Em termos técnicos, o cenário que se forma após grandes queimas se assemelha ao observado em áreas submetidas a detonações de artefatos explosivos em contextos militares de baixa intensidade, com picos súbitos de poluição atmosférica e deposição química persistente. A diferença está apenas no enquadramento alegórico e na escala material do impacto, não em sua essência.

Fumaça iluminada pelos fogos em Copacabana — Foto: Júnior Alves/TV Globo

O mesmo se aplica à dimensão sonora. Os estampidos alcançam níveis de pressão acústica comparáveis aos de detonações utilizadas em operações armadas, ativando respostas neurofisiológicas idênticas. O corpo humano não distingue a origem do som. O sistema nervoso reage da mesma forma, acionando mecanismos de sobrevivência, elevando hormônios do estresse e desorganizando funções vitais.

Em contextos de guerra, esses efeitos são reconhecidos como trauma acústico. Em situações festivas, são tratados como efeito colateral aceitável. A fisiologia, porém, não opera por convenções culturais.

Nos animais, o paralelismo é ainda mais evidente. Não há compreensão capaz de converter explosões em alegria. O que existe, para eles, é apenas ameaça. Na recusa instintiva ao ruído e ao impacto, talvez resida uma lição ética que a humanidade ainda precisa aprender. A audição ampliada transforma o ambiente em território hostil, produzindo fugas desesperadas, colisões, abortos, mortes súbitas, abandono de ninhos e ruptura de ciclos ecológicos.

Algo análogo acontece com pessoas autistas, idosos e indivíduos com necessidades especiais, para quem o estrondo significa ruptura, colapso sensorial e grande tormento.

O uso de fogos barulhentos revela a persistência de uma lógica de força e domínio. O estouro opera como demonstração figurada de poder e ocupação do espaço comum, suspendendo temporariamente qualquer consideração pelo outro. É um gesto que se impõe, não que acolhe.

É nesse ponto que a alegoria da caverna de Platão se apresenta como chave interpretativa. Os clarões e formas momentâneas dos fogos atuam como sombras projetadas na parede, suficientes para capturar o olhar, insuficientes para revelar a realidade. A luz artificial e ruidosa distrai, anestesia e mantém a consciência voltada para o espetáculo, enquanto os efeitos concretos permanecem fora do campo de percepção.

Sair da caverna implica suportar o desconforto da lucidez, reconhecer que aquilo que se toma por festividade reproduz, em essência, uma lógica de violência normalizada. Não é fortuito que a lucidez costuma despertar resistência e tentativas de silenciamento.

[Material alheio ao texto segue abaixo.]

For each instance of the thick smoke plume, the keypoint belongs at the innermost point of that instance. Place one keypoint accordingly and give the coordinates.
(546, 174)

A insistência nesse tipo de festa expõe a dificuldade coletiva de reconhecer os limites éticos da própria alegria. Quando a felicidade depende da produção de medo, dor, aflição ou contaminação, ela se desloca para um campo mais próximo da dominação do que do convívio.

A explosão que ilumina o céu por segundos deixa no chão resíduos que persistem por meses. O fenômeno, em sua estrutura, é o mesmo. A comparação não é exagero. É diagnóstico.

Fogos de artifício reproduzem, em escala reduzida e socialmente legitimada, elementos centrais da experiência bélica. Detonação, poluição química, trauma acústico, devastação ambiental e sofrimento de inocentes. A única diferença é que, nesse caso, a violência recebe o nome de festa.

Uma sociedade que avança moralmente aprende a reconhecer quando certos hábitos se tornam incompatíveis com o conhecimento acumulado. Celebrar a vida por meio de ações que replicam o mecanismo da destruição constitui um atraso civilizatório.

É impreterível proibir, em âmbito nacional, a fabricação e a comercialização dos fogos tradicionais. Trata-se de um avanço moral tardio, mas inadiável. Não é o fim das celebrações, mas a evolução de todas elas.

Já existem alternativas tecnológicas e éticas capazes de produzir beleza sem violações, como espetáculos de drones luminosos, projeções mapeadas e feixes de luz que não ferem, não aterrorizam e não deixam destroços.

A paz, o amor, a empatia, a solidariedade etc. não se constroem com explosões, mesmo quando elas brilham.